La participation, plus que le résultat, est la grande inconnue du scrutin, l'opposition boycottant l'ensemble de ces élections générales, largement condamnées par la communauté internationale.
A la mi-journée, Pierre-Claver Ndayicariye, président d'une Commission électorale accusée d'être aux ordres du pouvoir, assurait que "la participation était massive à travers tout le pays". Mais aucun chiffre officiel n'était disponible et plusieurs bureaux refusaient de communiquer leurs taux de participation.
Cette mobilisation "massive" était même loin d'être évidente à Bujumbura.
Dans les quartiers contestataires mobilisés depuis fin avril contre la candidature de Pierre Nkurunziza à un troisième mandat à la présidentielle du 15 juillet, comme dans le fief présidentiel de Kamenge, les habitants ne se sont pas bousculés lundi matin. Insécurité, manifestants barrant la route aux électeurs ou respect du boycott, les raisons étaient multiples.

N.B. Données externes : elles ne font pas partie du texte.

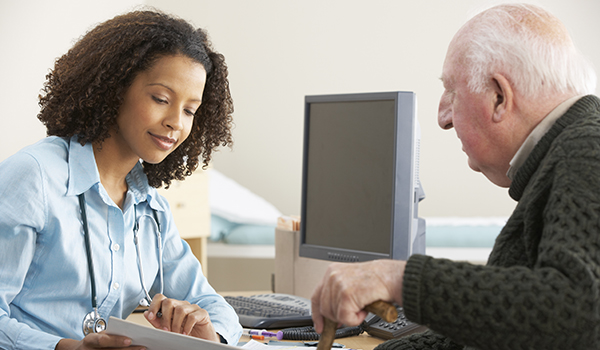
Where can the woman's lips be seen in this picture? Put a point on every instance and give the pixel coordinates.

Quelque 3,8 millions d'électeurs, selon les autorités, sont appelés aux urnes pour ce scrutin proportionnel à un tour. Ils doivent élire 100 députés, auxquels s'ajouteront trois membres de l'ethnie ultra-minoritaire twa ainsi que, si nécessaire, un nombre variable de députés cooptés au sein des listes en lice pour parvenir aux équilibres prévus par la Constitution : l'Assemblée doit compter 60% de députés hutu (environ 85% de la population), 40% de députés tutsi (environ 15%) et 30% de femmes.
Ces équilibres ont été consacrés par l'Accord d'Arusha qui avait conduit à la fin de la guerre civile ayant opposé entre 1993 et 2006 l'armée, alors dominée par l'élite tutsi, et des rébellions hutu. Ils ont apporté dix ans de paix au Burundi, pays à l'histoire post-coloniale ponctuée de massacres.
Signe du climat toujours tendu lundi, une grenade a explosé sans faire de victime peu avant 09h00 (07h00 GMT) dans le quartier contestataire de Musaga, à Bujumbura, à quelques centaines de mètres d'un centre de vote près duquel de nombreux policiers patrouillaient.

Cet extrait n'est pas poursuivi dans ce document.